Die Boeing 737-700 war mit 131 Passagieren auf dem Weg von Bogota nach San Andres. Auf der Urlaubsinsel herrschten zu der Zeit schwere Gewitter und die Sicht soll sehr schlecht gewesen sein. Wie der Pilot berichtet, befanden sie sich im Landeanflug, etwa 80 Meter von der Landebahn entfernt, als ein Blitz die Maschine traf. Er verlor sofort die Kontrolle über das Flugzeug und die Boeing schlug auf die Landebahn auf, wo sie in drei Teile zerbrach.

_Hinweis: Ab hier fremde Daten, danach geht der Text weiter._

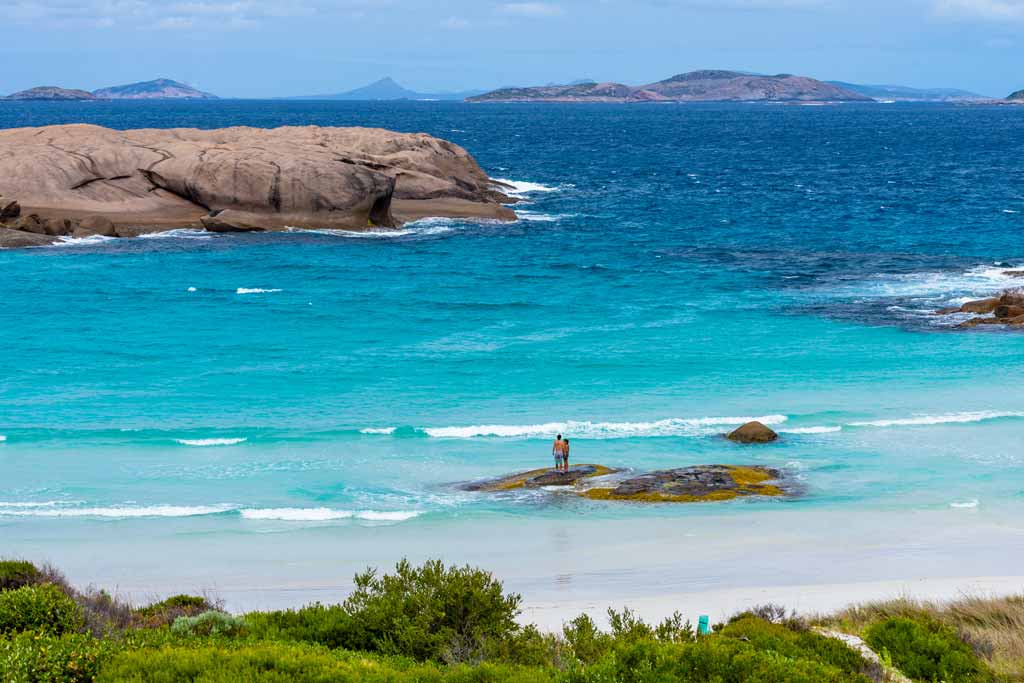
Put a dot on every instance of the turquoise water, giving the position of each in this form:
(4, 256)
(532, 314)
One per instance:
(283, 409)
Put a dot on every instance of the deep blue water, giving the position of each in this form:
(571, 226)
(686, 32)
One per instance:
(676, 268)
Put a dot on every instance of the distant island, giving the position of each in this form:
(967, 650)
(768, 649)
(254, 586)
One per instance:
(707, 85)
(52, 93)
(908, 94)
(161, 88)
(388, 89)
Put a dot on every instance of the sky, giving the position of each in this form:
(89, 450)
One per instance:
(264, 48)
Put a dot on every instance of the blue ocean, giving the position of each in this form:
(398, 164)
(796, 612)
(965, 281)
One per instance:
(263, 415)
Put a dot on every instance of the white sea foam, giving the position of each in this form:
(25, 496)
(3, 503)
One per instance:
(521, 188)
(20, 504)
(82, 242)
(211, 441)
(324, 514)
(948, 418)
(178, 233)
(537, 217)
(598, 430)
(811, 430)
(118, 512)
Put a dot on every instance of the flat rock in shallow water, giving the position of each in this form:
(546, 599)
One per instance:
(542, 477)
(753, 432)
(693, 484)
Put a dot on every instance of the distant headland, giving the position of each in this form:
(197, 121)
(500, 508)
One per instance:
(707, 85)
(161, 88)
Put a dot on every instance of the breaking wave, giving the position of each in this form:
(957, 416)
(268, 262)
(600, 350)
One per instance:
(811, 430)
(521, 188)
(211, 441)
(598, 430)
(325, 514)
(948, 418)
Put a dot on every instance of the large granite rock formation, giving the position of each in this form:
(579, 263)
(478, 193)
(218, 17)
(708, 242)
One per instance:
(1006, 309)
(538, 478)
(237, 179)
(693, 484)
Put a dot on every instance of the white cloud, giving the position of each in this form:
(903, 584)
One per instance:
(990, 10)
(531, 9)
(456, 23)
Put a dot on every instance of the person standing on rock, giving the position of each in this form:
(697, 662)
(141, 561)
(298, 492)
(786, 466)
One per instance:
(558, 452)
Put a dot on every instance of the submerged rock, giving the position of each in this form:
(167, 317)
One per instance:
(1006, 309)
(239, 178)
(693, 484)
(541, 477)
(753, 432)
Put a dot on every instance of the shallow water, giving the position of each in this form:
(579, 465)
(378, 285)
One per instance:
(274, 411)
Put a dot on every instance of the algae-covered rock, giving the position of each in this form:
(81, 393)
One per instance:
(753, 432)
(693, 484)
(541, 477)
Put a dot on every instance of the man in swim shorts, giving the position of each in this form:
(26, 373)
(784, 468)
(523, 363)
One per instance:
(558, 452)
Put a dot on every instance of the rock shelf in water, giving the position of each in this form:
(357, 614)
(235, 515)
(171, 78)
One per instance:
(541, 477)
(699, 483)
(81, 180)
(1006, 309)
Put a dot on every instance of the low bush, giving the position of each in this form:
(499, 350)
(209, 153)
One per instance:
(295, 663)
(325, 625)
(209, 624)
(15, 573)
(40, 657)
(792, 643)
(166, 611)
(709, 658)
(429, 612)
(45, 608)
(927, 650)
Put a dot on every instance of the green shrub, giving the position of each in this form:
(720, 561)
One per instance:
(182, 603)
(293, 663)
(927, 650)
(209, 624)
(40, 657)
(797, 644)
(586, 642)
(325, 625)
(712, 658)
(15, 573)
(429, 612)
(43, 607)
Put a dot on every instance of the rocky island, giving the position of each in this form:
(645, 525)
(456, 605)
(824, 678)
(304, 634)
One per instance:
(701, 483)
(51, 93)
(707, 85)
(83, 179)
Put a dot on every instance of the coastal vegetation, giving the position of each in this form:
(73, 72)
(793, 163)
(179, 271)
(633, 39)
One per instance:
(445, 624)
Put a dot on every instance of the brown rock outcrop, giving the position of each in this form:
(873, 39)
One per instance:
(753, 432)
(239, 178)
(1006, 309)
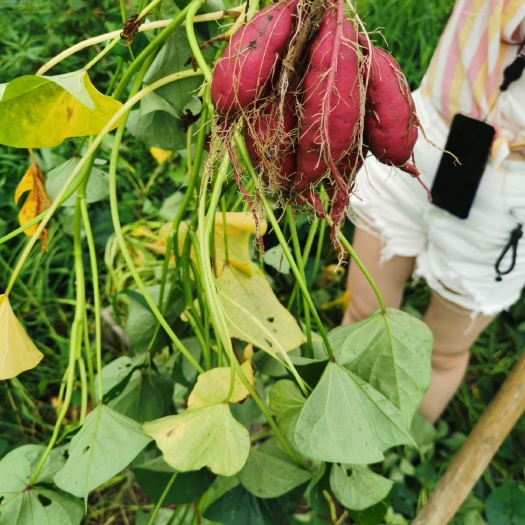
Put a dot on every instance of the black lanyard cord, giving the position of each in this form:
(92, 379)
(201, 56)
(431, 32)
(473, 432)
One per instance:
(512, 244)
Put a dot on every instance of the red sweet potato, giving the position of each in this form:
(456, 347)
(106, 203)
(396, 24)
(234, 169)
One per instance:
(391, 123)
(269, 133)
(331, 102)
(244, 72)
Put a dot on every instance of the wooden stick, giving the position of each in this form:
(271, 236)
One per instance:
(476, 453)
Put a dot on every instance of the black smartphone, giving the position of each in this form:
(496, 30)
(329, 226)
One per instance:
(456, 183)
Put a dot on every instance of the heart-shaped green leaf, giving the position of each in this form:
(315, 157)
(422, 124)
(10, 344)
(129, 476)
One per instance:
(391, 352)
(345, 420)
(106, 444)
(202, 437)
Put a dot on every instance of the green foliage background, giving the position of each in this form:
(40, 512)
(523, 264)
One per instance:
(30, 33)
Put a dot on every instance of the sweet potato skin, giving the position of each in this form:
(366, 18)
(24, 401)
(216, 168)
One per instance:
(244, 72)
(328, 127)
(266, 134)
(391, 124)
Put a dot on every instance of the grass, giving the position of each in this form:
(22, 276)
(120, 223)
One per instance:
(44, 294)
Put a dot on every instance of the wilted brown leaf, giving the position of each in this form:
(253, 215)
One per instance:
(37, 201)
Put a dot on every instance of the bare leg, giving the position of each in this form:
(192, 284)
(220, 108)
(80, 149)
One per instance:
(390, 277)
(452, 326)
(454, 333)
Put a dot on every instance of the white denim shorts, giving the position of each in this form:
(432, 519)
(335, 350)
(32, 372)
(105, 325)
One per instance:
(455, 256)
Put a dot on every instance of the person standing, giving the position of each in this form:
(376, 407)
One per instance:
(474, 265)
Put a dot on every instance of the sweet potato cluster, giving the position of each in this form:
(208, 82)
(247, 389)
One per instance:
(315, 97)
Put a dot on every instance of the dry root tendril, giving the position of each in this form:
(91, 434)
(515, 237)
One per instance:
(287, 129)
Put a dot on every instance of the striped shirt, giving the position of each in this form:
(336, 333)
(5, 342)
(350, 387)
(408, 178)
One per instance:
(481, 38)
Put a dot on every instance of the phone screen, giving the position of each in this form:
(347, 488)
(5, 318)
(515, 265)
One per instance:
(456, 183)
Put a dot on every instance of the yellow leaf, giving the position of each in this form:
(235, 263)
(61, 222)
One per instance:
(17, 352)
(254, 313)
(232, 240)
(160, 155)
(37, 201)
(43, 111)
(213, 387)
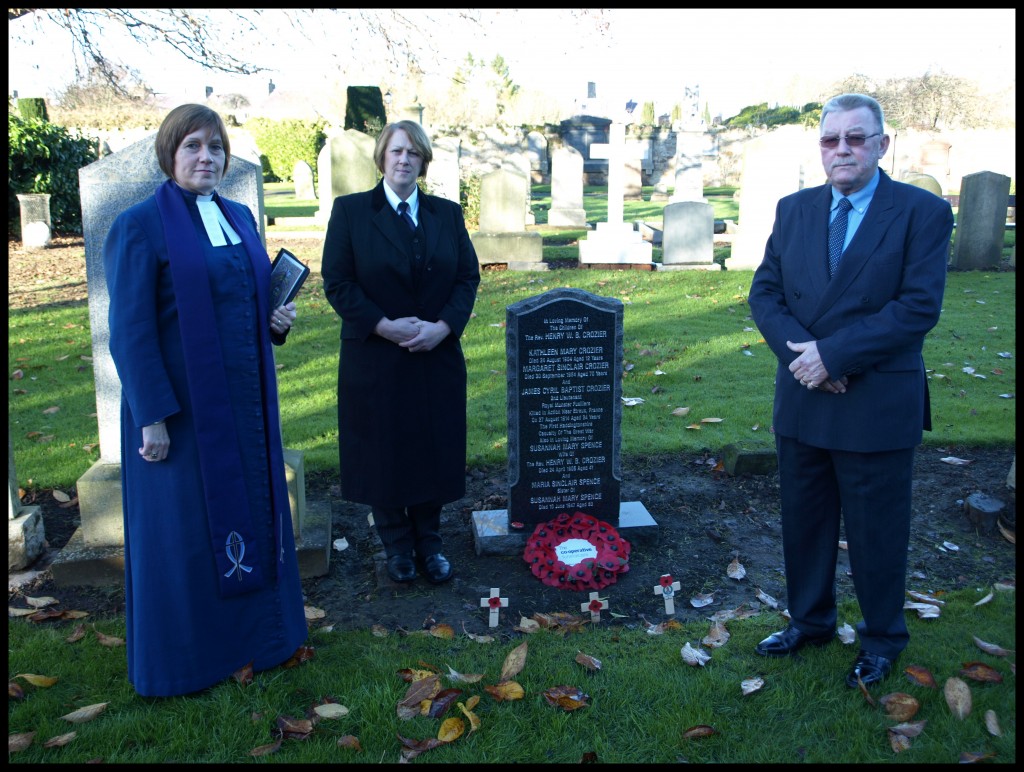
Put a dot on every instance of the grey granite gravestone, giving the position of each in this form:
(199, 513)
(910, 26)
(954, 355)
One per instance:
(94, 553)
(981, 221)
(564, 352)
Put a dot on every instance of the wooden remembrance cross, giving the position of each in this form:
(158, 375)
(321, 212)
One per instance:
(495, 604)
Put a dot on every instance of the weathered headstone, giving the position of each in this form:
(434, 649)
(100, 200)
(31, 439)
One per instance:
(94, 553)
(442, 174)
(503, 238)
(981, 221)
(519, 163)
(689, 167)
(345, 165)
(771, 170)
(564, 352)
(615, 242)
(302, 176)
(566, 188)
(537, 152)
(688, 239)
(26, 534)
(35, 212)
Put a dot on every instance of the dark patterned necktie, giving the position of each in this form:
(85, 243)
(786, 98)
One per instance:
(403, 213)
(837, 234)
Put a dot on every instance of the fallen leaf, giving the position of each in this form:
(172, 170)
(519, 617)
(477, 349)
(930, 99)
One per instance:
(41, 681)
(18, 741)
(957, 696)
(60, 740)
(451, 729)
(717, 636)
(82, 715)
(921, 676)
(699, 600)
(981, 672)
(751, 685)
(527, 626)
(566, 697)
(735, 569)
(992, 724)
(331, 711)
(442, 631)
(505, 691)
(693, 656)
(900, 705)
(294, 729)
(898, 742)
(514, 662)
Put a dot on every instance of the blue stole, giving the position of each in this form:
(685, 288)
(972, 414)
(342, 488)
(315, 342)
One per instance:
(231, 531)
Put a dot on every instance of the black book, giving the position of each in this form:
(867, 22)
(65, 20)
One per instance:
(287, 275)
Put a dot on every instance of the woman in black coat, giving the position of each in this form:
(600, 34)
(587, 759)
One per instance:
(399, 269)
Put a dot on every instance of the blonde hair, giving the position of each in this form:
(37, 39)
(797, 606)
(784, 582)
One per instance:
(181, 122)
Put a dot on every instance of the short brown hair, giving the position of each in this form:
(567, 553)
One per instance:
(417, 136)
(181, 122)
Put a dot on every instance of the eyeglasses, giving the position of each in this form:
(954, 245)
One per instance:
(854, 140)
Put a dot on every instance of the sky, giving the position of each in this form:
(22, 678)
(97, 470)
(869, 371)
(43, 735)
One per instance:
(735, 56)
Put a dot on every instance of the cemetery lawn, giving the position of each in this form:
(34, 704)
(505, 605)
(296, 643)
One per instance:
(644, 697)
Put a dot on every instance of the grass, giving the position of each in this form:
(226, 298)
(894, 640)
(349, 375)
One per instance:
(692, 326)
(689, 342)
(640, 701)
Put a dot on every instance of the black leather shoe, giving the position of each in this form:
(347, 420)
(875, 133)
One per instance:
(436, 568)
(401, 568)
(790, 641)
(870, 668)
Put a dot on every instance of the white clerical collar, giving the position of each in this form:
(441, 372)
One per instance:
(215, 222)
(413, 201)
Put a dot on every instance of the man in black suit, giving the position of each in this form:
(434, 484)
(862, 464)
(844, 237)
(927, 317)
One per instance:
(400, 270)
(851, 393)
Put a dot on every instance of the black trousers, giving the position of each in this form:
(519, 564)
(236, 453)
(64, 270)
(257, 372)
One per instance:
(404, 529)
(871, 492)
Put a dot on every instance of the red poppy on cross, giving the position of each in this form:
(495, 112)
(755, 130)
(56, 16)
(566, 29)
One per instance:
(495, 604)
(667, 589)
(595, 605)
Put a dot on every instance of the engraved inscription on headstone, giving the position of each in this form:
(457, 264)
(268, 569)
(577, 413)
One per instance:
(564, 353)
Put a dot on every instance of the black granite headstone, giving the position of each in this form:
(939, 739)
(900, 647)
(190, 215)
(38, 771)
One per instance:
(564, 352)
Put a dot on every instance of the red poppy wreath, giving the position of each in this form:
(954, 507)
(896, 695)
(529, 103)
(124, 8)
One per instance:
(577, 552)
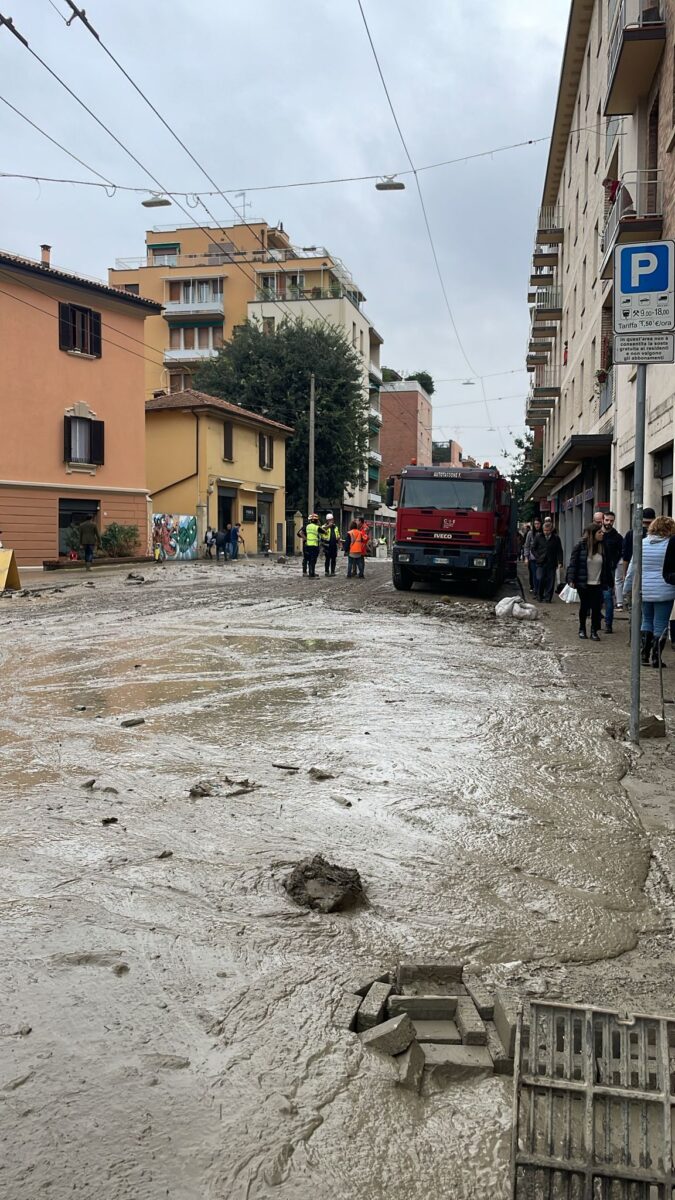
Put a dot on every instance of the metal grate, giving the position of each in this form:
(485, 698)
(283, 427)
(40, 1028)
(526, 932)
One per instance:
(593, 1105)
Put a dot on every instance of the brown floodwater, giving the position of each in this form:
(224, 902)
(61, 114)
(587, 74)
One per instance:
(180, 1008)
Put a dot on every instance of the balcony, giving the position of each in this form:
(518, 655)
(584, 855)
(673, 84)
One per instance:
(542, 277)
(195, 307)
(634, 49)
(196, 355)
(635, 215)
(544, 256)
(545, 384)
(550, 227)
(548, 303)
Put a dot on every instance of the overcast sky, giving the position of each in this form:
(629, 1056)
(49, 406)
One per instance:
(272, 94)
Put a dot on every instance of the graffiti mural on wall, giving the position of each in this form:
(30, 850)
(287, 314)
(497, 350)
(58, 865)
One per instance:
(174, 535)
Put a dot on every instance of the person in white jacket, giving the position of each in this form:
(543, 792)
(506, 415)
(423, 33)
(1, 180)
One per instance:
(657, 594)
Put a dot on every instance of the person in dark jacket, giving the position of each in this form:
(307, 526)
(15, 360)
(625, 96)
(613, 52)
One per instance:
(547, 551)
(613, 547)
(589, 571)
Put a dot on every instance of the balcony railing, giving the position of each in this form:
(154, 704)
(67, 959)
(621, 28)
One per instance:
(632, 15)
(183, 307)
(639, 196)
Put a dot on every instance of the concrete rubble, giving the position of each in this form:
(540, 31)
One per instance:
(449, 1032)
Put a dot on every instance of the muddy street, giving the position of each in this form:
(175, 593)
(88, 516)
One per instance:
(167, 1018)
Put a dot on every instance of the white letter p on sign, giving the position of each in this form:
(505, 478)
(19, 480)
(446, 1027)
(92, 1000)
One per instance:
(641, 264)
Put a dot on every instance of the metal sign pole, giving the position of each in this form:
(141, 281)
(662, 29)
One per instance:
(637, 601)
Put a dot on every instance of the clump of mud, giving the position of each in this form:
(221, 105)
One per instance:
(317, 883)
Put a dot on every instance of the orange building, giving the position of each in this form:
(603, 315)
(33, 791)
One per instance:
(72, 441)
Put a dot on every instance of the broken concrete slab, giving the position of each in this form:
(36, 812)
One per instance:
(317, 883)
(372, 1006)
(390, 1037)
(481, 995)
(443, 1032)
(470, 1024)
(506, 1018)
(411, 1067)
(345, 1015)
(424, 1008)
(440, 971)
(359, 987)
(459, 1062)
(502, 1063)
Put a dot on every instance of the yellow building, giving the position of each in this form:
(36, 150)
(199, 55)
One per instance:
(211, 279)
(220, 462)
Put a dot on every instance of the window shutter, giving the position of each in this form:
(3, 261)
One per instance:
(95, 341)
(97, 441)
(227, 444)
(67, 437)
(65, 327)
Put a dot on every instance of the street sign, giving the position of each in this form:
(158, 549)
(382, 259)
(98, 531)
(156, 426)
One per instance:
(634, 348)
(644, 289)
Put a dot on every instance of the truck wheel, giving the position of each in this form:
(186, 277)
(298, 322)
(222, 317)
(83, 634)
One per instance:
(401, 579)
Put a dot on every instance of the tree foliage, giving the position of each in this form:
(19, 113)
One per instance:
(269, 373)
(526, 468)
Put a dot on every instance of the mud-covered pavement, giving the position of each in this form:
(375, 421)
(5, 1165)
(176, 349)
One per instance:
(166, 1025)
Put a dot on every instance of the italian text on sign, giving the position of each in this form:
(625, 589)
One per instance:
(644, 288)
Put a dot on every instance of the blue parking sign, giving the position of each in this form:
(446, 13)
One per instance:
(645, 268)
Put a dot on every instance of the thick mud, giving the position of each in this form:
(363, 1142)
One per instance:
(179, 1003)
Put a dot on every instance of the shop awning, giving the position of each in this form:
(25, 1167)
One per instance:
(573, 454)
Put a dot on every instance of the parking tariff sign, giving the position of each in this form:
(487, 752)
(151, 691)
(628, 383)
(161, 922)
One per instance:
(644, 288)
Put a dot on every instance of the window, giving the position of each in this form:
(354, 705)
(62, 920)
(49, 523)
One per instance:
(79, 330)
(228, 441)
(266, 451)
(83, 441)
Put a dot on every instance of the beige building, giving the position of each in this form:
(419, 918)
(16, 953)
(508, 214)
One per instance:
(210, 280)
(609, 180)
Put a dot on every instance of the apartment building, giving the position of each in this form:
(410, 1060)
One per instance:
(406, 425)
(609, 180)
(211, 279)
(72, 441)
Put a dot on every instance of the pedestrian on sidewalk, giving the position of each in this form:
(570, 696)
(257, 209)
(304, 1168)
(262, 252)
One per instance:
(330, 541)
(547, 549)
(312, 544)
(590, 574)
(613, 546)
(356, 561)
(89, 540)
(657, 594)
(529, 556)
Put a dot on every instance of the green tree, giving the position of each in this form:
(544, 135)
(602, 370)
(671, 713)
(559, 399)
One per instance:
(525, 472)
(269, 373)
(425, 379)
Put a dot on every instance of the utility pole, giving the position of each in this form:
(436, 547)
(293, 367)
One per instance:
(638, 504)
(311, 448)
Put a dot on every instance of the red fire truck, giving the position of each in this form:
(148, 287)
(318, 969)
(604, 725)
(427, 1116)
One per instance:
(455, 525)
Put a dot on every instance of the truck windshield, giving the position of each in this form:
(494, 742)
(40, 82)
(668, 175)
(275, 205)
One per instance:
(448, 493)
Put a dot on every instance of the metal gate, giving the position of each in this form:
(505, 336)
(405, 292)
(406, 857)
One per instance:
(593, 1105)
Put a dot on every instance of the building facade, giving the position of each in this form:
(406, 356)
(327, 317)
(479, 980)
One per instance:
(406, 425)
(609, 180)
(220, 463)
(72, 441)
(211, 279)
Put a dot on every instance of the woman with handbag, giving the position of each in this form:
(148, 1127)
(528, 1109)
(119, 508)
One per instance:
(657, 592)
(590, 573)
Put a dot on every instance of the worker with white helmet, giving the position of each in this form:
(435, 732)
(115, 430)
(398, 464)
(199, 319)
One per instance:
(330, 541)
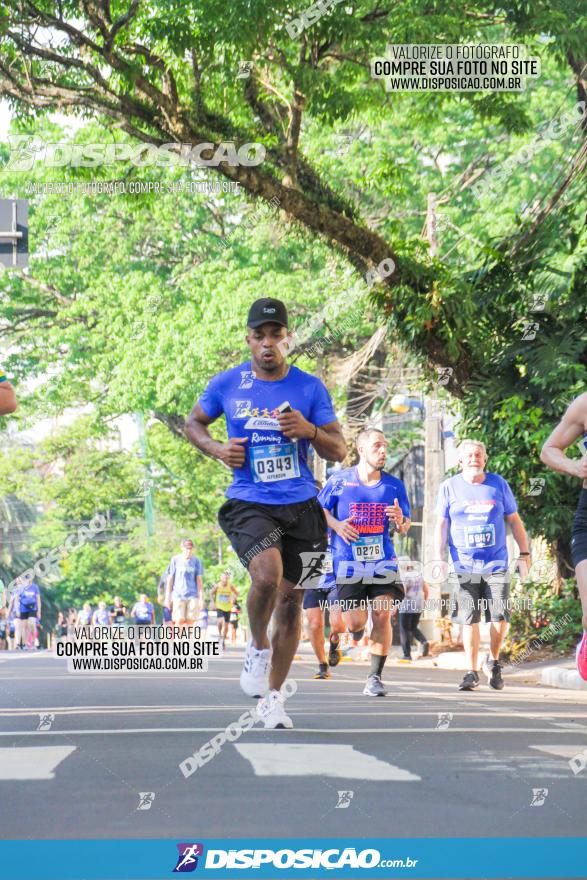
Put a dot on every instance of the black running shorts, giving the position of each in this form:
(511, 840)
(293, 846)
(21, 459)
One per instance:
(26, 615)
(474, 595)
(297, 530)
(579, 533)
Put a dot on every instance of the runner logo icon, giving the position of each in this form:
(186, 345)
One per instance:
(312, 572)
(187, 860)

Ungebremst schoss das Wrack über die Bahn. Überlebende erzählten später, dass Passagiere über die gesamte Landebahn geschleudert wurden, überall flogen die Trümmer umher. Aber wie durch ein Wunder, überlebten alle Passagiere den Absturz. Ein Augenzeuge berichtet der Zeitung „El Tiempo“, eine ältere Dame sei neben ihm vom Sitz gestürzt. Sie starb später im Krankenhaus an einem Herzinfarkt. Von den 131 Passagieren wurden 120 Personen verletzt, fünf davon schwer. Auch Deutsche Urlauber sollen an Bord gewesen sein.